Signs of sustainable recovery in motor industry

Strong signs of a recovery within the Irish motoring sector have been largely supported by the availability of competitive finance products such as PCP,according to Volkswagen Group Ireland CEO, Lars Himmer.

Himmer says these products have kept the industry alive through very difficult times, but he warns against complacency in a market that is vulnerable to external shocks and which depends on a continuing recovery in consumer confidence.

Volkswagen Bank is a leading player in the car finance sector in Ireland and it has delivered funding to almost 12,000 customers in the first half of 2015, an increase of more than 50 per cent year-on-year.

Volkswagen Group Ireland brands now account for one in four new car sales in Ireland, and the industry has now seen its strongest first quarter for new car sales since 2008.

Paul Burke, head of operations at Volkswagen Passenger Cars, comments: “Our dealers are seeing a strong resurgence in demand year to date and we are confident based on our product updates scheduled for the second half that our growth story can continue.

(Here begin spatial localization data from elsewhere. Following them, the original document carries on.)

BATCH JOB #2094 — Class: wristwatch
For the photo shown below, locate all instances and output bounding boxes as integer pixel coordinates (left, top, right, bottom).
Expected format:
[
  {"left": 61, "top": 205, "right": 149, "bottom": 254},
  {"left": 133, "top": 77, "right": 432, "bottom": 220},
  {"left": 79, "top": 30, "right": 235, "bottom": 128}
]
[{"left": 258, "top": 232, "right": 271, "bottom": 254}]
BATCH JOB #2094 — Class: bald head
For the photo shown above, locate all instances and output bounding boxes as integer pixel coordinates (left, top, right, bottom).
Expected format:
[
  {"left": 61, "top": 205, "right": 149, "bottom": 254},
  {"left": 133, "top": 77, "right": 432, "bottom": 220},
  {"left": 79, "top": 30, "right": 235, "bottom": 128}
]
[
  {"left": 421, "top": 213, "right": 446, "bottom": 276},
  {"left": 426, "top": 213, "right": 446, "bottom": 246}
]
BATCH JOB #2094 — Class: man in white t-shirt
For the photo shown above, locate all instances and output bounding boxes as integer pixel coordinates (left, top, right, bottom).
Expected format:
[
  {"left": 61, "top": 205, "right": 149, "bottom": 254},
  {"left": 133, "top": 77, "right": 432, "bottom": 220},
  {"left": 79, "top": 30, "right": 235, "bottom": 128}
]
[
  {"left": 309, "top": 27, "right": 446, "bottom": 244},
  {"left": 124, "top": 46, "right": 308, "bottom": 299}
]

"Year to date this has been driven by strong demand for Ireland’s favourite car model, the Golf, and the newly-launched Passat, which are delivering footfall in our dealerships nationwide. New models such as the new Touran will also deliver interest in the second half.”

Volkswagen Passenger Cars was the number one car brand in the first half of 2015 and now has 12.6 per cent market share YTD. The Golf remains the most popular car model in Ireland too, with just less than five per cent  of the market share.

Himmer is  encouraged by the recovery to date, which, he says, is in part "due to the investments  we have made with our dealer partners to improve the network and the customer experience across all of our brands".

"This work will continue and we now know the market will exceed the 100,000 mark for the first time since 2007.”